Le « suicide » de Giorgio Cesarano

 

 

 

« La guerre est la perversion de la guerre. Le problème n’est pas dans la guerre mais dans la perversion. Et la perversion est  une répression ; la guerre est perversion du sexe et énergie faite esclave. La guerre est ce qui échoît au faible, à l’impuissant, pour qu’il puisse au moins être touché par la forme la plus inférieure de la violence, comme la mort pour qui fuit le champ de bataille…

Il s’agit non pas d’abolir la guerre, mais de trouver la guerre véritable : le vrai feu : “Dévoilez le cœur caché pour une guerre réciproque de bienveillance, une guerre d’amour” »

 

Norman Brown, commentaire à Blake, in Corps d’amour.

 

 

 

 

     Ce qui est arrivé à Giorgio Cesarano n’est pas un suicide au sens courant du terme. Tous ceux qui connaissent ce qu’il a écrit, les choix irrévocables qu’il avait fait pourront penser que sa mort vient les contredire en totalité. Il n’en est pas ainsi. Les camarades qui ont faits ces choix avec lui et qui en ont partagé l’élaboration théorique doivent prendre acte de sa disparition comme d’une terrible défaite. Mais, si pour eux, cela ne peut pas ne pas être une défaite, il ne s’agit pas toutefois d’une victoire du capital. Sa mort est advenue sur un terrain qui est celui de la « guerre véritable », non sur celui des guerres fictives et spectaculaires désormais gérées par le nihilisme d’Etat. G. Cesarano avait définitivement coupé tout lien avec ce qui historiquement avait été produit en lui en tant que domination du capital. Il avait osé, avec le courage  lucide qui le caractérisait, « sortir du capital » ; il se trouvait donc amené à combattre sur cette terre « inexplorée » qui se trouve entre la réalité présente et celle qui lui absolument « autre ». Il savait aussi que qui livre le combat de la « guerre véritable », qui a abattu les bastions typiquement mercantiles de l’inattention sélective, du refoulement et de la scotomisation, ne se retrouve pas sauvé dans un « ailleurs » tranquille mais est engagé dans la lutte pour la régénration des sens et de l’intellect, dans une condition de précarité extrême.

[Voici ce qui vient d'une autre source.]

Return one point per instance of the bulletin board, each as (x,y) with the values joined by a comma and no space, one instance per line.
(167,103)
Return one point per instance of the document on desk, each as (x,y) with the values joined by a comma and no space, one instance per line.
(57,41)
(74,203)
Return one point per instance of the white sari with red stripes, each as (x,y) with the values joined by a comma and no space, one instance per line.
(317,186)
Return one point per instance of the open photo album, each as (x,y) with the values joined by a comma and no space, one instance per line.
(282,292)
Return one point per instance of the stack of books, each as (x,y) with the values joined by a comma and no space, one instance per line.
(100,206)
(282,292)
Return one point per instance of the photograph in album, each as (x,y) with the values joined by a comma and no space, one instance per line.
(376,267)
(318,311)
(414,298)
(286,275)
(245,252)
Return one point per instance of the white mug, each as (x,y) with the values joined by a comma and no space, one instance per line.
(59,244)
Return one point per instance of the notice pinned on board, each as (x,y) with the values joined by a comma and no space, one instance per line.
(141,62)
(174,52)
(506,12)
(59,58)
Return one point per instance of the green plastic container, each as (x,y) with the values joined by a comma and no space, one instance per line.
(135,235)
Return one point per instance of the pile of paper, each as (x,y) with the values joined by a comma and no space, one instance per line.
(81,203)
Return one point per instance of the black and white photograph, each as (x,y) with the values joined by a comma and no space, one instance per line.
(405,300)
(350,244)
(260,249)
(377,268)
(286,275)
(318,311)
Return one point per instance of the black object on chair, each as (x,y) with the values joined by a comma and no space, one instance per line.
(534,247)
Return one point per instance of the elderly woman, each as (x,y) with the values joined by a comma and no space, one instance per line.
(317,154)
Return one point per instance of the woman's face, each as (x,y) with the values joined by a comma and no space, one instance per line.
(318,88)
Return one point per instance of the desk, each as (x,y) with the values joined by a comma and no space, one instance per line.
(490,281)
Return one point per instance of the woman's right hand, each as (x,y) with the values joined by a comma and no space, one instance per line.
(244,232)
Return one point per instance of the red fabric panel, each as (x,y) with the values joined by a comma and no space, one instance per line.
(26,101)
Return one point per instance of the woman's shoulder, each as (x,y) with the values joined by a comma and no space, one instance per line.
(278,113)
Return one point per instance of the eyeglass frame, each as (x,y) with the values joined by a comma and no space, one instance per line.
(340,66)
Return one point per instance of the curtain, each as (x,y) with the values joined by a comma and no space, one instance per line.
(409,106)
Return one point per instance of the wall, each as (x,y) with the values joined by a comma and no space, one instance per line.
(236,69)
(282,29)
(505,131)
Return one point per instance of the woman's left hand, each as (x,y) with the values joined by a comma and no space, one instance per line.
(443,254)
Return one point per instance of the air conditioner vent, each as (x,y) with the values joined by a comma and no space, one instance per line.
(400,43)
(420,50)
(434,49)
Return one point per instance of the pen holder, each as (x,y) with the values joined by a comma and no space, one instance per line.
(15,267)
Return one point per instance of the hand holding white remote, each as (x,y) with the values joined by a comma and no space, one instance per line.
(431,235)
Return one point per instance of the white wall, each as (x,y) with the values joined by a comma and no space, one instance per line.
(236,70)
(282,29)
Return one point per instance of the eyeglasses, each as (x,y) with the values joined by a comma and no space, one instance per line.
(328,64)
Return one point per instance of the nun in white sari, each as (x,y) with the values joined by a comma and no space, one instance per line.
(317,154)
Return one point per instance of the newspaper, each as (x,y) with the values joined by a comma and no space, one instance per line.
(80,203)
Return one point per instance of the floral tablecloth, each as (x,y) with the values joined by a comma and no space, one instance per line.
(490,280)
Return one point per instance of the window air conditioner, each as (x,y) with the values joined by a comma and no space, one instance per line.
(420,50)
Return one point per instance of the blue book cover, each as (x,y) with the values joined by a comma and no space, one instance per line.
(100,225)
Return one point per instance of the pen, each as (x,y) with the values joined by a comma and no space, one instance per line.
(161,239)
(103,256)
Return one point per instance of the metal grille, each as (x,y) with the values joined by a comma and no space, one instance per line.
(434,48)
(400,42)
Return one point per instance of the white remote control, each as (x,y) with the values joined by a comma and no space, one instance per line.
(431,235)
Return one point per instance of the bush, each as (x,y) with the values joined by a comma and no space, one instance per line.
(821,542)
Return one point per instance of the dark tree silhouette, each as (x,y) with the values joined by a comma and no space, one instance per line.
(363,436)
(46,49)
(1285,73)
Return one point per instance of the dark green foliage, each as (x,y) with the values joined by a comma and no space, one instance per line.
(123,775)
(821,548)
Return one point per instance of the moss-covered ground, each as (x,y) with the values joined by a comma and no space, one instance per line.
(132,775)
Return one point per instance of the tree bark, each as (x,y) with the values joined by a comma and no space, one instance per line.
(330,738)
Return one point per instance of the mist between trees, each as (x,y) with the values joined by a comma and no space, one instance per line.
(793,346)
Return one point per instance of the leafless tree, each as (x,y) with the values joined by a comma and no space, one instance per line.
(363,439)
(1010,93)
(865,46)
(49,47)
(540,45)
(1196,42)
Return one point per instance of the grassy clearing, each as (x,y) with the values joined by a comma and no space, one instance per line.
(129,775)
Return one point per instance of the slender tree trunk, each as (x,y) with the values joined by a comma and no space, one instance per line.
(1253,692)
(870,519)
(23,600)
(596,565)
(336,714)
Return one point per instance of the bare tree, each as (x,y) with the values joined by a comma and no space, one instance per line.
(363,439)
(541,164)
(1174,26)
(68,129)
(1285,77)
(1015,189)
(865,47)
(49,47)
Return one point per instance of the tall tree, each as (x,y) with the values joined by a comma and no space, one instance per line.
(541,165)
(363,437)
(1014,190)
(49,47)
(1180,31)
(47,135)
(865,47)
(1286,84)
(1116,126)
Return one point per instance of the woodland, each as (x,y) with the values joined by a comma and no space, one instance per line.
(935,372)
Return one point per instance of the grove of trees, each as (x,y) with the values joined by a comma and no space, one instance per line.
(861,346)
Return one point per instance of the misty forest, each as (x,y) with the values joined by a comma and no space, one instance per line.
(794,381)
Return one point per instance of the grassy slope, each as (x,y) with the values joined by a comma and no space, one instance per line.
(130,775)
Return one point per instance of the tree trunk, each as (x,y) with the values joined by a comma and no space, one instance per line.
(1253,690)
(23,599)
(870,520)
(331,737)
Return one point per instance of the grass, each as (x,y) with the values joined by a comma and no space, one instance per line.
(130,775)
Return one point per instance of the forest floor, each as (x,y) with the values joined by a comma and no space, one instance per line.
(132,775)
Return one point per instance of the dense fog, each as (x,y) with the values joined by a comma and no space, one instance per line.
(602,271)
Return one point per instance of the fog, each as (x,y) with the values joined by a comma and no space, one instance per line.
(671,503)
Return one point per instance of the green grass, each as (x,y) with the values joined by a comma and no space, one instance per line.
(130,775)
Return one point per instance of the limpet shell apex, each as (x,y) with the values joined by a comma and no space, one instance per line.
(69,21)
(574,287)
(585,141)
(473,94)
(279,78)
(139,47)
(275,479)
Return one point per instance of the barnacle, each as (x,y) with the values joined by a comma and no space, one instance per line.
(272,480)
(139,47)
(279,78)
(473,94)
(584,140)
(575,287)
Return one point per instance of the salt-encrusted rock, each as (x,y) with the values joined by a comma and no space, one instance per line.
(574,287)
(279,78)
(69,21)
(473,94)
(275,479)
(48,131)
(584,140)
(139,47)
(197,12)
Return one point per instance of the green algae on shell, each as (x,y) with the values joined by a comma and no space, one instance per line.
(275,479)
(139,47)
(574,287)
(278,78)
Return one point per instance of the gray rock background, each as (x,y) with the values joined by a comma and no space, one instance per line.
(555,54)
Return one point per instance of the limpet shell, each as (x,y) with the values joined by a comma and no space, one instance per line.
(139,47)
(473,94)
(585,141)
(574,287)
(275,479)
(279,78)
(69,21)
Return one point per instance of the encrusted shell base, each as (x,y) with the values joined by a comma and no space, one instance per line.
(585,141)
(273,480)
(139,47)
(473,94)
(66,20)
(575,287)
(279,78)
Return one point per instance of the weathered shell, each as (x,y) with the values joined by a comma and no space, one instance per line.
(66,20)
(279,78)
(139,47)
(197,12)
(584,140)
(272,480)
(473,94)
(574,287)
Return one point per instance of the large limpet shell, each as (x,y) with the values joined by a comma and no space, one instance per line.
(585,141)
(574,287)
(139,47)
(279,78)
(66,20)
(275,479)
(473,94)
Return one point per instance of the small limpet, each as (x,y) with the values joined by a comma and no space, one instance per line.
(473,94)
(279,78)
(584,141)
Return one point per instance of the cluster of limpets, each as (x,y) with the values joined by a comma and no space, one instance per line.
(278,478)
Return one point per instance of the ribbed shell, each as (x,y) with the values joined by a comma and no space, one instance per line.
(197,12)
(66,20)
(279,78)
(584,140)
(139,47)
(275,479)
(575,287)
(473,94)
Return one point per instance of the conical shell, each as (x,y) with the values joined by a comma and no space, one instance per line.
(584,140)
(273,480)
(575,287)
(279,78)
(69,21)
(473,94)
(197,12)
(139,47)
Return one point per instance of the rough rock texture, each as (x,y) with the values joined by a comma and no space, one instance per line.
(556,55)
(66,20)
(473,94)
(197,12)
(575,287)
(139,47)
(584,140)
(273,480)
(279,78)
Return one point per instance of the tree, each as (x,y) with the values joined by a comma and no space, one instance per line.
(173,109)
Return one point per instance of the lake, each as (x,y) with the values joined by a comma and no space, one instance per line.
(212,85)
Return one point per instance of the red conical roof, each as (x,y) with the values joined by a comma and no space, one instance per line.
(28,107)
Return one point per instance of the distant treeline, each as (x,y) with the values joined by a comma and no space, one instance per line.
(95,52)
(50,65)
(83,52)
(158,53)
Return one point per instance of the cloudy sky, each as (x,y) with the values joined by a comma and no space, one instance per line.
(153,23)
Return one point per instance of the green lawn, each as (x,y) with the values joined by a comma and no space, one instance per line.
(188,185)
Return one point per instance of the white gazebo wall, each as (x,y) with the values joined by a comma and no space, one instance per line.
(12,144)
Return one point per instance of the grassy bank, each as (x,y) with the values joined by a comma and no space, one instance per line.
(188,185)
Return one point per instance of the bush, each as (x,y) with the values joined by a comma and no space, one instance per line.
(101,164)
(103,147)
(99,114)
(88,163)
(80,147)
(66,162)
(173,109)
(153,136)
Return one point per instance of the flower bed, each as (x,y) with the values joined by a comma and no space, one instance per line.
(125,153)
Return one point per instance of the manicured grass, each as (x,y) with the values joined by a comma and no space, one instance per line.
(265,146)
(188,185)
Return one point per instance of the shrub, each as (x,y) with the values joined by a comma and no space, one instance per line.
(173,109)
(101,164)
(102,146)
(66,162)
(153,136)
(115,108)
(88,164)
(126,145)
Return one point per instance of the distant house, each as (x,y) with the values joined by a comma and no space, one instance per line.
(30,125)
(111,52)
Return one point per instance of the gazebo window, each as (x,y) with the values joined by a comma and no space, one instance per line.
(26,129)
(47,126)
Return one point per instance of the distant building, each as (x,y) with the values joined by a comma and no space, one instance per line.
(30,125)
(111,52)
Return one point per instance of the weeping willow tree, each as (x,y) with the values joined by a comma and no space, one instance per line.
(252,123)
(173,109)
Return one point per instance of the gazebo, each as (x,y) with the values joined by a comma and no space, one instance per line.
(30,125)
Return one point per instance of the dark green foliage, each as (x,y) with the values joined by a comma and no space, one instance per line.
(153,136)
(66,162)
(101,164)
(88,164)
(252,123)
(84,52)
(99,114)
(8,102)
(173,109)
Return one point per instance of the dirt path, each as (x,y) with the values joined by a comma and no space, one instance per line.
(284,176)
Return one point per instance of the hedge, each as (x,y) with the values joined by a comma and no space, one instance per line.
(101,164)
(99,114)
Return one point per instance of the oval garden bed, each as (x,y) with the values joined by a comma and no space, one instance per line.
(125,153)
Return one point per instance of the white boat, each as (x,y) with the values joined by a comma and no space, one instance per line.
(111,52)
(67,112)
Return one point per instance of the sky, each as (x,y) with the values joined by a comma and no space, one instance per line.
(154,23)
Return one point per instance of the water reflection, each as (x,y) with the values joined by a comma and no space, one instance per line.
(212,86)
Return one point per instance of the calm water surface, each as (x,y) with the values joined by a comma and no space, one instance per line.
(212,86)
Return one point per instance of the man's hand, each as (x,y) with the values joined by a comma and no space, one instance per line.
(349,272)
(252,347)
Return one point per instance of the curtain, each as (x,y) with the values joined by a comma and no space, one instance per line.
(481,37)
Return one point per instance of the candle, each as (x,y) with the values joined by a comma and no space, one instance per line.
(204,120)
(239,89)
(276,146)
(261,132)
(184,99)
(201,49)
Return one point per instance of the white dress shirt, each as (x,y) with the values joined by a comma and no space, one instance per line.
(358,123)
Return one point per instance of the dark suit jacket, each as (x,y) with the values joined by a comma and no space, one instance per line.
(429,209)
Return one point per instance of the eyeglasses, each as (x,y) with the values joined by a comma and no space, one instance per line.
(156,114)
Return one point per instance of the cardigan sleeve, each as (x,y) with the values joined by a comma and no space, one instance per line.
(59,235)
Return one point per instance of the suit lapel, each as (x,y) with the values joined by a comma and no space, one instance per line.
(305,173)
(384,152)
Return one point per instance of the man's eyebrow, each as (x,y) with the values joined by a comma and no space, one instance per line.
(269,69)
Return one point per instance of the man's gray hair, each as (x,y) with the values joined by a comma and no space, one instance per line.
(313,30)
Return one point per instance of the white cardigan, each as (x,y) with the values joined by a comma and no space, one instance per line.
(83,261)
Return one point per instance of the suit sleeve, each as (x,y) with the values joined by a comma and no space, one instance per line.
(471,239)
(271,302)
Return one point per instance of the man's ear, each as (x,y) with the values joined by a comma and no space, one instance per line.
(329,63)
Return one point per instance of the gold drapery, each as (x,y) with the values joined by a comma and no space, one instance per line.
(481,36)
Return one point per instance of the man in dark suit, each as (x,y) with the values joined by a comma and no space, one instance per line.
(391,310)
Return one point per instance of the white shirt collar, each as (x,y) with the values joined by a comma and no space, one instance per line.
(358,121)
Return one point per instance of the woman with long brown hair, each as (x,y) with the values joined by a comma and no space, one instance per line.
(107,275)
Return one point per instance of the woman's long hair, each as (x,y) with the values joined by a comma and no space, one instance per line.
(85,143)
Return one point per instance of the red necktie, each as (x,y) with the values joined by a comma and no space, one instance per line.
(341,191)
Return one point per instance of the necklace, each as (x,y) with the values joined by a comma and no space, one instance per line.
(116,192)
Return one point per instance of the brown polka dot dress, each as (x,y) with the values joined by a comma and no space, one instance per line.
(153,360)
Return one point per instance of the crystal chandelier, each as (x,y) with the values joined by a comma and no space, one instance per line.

     Qui est sur ce terrain – celui de la reconquête passionnée du contact vivant avec la réalité – peut risquer la mort à chaque instant ; chaque jour pour lui peut être le dernier. G. Cesarano, tout en le sachant et en sachant aussi que l’unique possibilité de défense qui ne soit pas dans la sphère du capital intériorisé était l’existence d’une communauté se posant en dehors de tout ce qui est « sub species mortis » – communauté que personne n’a pu encore vivre en tant que réalité présente – a tout de même osé. Le suicide dépressif, celui qui sert seulement à faire souffrir les autres et à les culpabiliser, ou la mort spectaculaire du terroriste, qui doit servir à valoriser le fait qu’on est déjà mort depuis longtemps, lui étaient totalement étrangers. Qui « sort du capital », de sa domination réelle, a finalement la possibilité de réaliser « concrètement » la qualité qui se manifeste à nouveau en lui mais dans les conditions où nous nous trouvons de devoir supporter survies et atrophisation de toute vie véritable ; l’aventure du qualitatif est une aventure tellement révolutionnaire et non renouvelable qu’elle peut être enrayée à tout moment, tandis que la rentrée dans la réalité normale n’est absolument plus possible.. Des conditions défavorables se sommant au cours de ces derniers temps imposèrent brutalement cette rentrée à G. Cesarano ; son passé fantôme meurtrier se pressait sur ses pas. Il n’a pas accepté cette rentrée. Il est tombé non sur un champ de bataille choisi par le capital comme cela arrive malheureusement à beaucoup de ceux qui s’opposent à l’existant, mais sur celui que lui-même avait dans l’enthousiasme laborieusement découvert. Qui le perçoit vivant veut continuer dans cette voie.